DOMRADIO.DE: Und wie reagieren die Ukrainer? Ist das für die schon so eine Art Alltag?
Huber: In Czernowitz, wo ich war, ist es so etwas wie Alltag. Wir sind zwar alle aufgestanden und haben die Gebäude verlassen. Aber in den Keller gehen dann doch nur noch wenige, weil es schon fast zum Alltag gehört.
DOMRADIO.DE: Sie waren mit einem Hilfstransport aus Rumänien unterwegs, der von Kolping Rumänien nach Czernowitz ging. Was hatte der denn geladen? Was brauchen die Menschen jetzt am meisten?

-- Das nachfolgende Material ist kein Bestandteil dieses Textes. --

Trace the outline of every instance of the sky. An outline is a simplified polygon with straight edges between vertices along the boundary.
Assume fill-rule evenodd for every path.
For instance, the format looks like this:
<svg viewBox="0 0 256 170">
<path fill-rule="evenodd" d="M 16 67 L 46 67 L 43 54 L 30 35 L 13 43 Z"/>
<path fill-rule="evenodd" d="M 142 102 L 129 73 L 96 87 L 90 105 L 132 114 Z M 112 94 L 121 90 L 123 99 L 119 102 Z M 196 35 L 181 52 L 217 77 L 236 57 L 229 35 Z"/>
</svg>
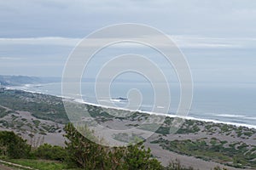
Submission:
<svg viewBox="0 0 256 170">
<path fill-rule="evenodd" d="M 177 43 L 195 82 L 255 83 L 255 21 L 254 0 L 0 0 L 0 75 L 61 76 L 82 38 L 137 23 Z"/>
</svg>

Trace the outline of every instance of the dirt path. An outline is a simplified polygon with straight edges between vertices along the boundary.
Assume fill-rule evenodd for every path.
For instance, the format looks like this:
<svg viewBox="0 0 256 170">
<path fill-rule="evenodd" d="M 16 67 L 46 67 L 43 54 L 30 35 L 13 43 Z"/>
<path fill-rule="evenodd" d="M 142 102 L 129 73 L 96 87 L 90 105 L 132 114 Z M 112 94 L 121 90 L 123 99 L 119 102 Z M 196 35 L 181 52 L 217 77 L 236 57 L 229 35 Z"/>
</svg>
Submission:
<svg viewBox="0 0 256 170">
<path fill-rule="evenodd" d="M 30 167 L 22 166 L 22 165 L 19 165 L 19 164 L 16 164 L 16 163 L 12 163 L 12 162 L 5 162 L 5 161 L 3 161 L 3 160 L 0 160 L 0 163 L 5 163 L 5 164 L 10 165 L 12 167 L 20 167 L 20 168 L 21 167 L 23 169 L 38 170 L 38 169 L 35 169 L 35 168 L 32 168 L 32 167 Z M 2 168 L 1 166 L 3 167 L 3 168 Z M 13 170 L 11 167 L 5 167 L 3 164 L 0 164 L 0 169 L 1 170 Z"/>
<path fill-rule="evenodd" d="M 3 165 L 0 164 L 0 169 L 1 170 L 13 170 L 12 168 L 9 167 L 5 167 Z"/>
</svg>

Huber: Meistens sind es Stromgeneratoren, um den ausfallenden Strom und damit auch die ausfallende Heizung zu kompensieren. Lebensmittel, warme Kleidung und auch Weihnachtsgeschenke. Denn die Menschen brauchen Zuwendung. Sie brauchen Solidarität. Sie brauchen auch menschliche Wärme.
DOMRADIO.DE: Wissen Sie, was in den Geschenkepackungen drin war?
Huber: Nein, das weiß ich nicht, weil die von Kolping Erfurt gepackt waren. Es stand nur dann immer darauf, ob es für einen Buben, für ein Mädchen, für eine Familie, für eine Frau, für einen Mann ist.
DOMRADIO.DE: Sie waren vor allem im Westen der Ukraine unterwegs, also weit entfernt von der Frontlinie. Wie präsent ist denn da der Krieg?
Huber: Der ist so präsent, als ob er direkt dort auch stattfindet. Es hat jeder Verbindungen ins Kriegsgebiet. Es hat jeder Bekannte, Verwandte, die dort Soldaten sind, die dort mithelfen und hat sofort aktuellste Informationen über alles, was geschieht.
DOMRADIO.DE: Jetzt ist hier der Blackout ein Horrorszenario, das immer wieder über uns schwebt. Für die Menschen in der Ukraine ist das schon zum Teil Alltag. Wie meistern die diese Herausforderung?
Huber: Sie ertragen sie in dem Wissen, dass ihnen die gegenseitige Solidarität hilft. Und sie sind sich völlig einig, dass sie sich davon nicht mürbe machen lassen.
Sie sind natürlich manchmal ärgerlich über die eigene Verwaltung, die dann keine vernünftigen Regelungen auf den Weg bringt, um zu sagen, wann Stromausfall ist. Das hält sie aber nicht davon ab, gemeinsam gegen den Feind zu stehen.
DOMRADIO.DE: Sie haben uns jetzt schon erzählt, dass Sie unter anderem Weihnachtsgeschenke in die Ukraine gebracht haben und natürlich auch andere Hilfsgüter. Wie kann Kolping noch vor Ort helfen?
Huber: Wir helfen konkret durch die Flüchtlingsaufnahme in unseren Einrichtungen und Häusern, durch die Verpflegung von Flüchtlingen dort. Wir helfen konkret, indem wir versuchen, auch "Wiederaufbau" zu betreiben, indem wir den Leuten helfen, dass sie sich jetzt dort ansiedeln, solange das im Osten nicht möglich ist.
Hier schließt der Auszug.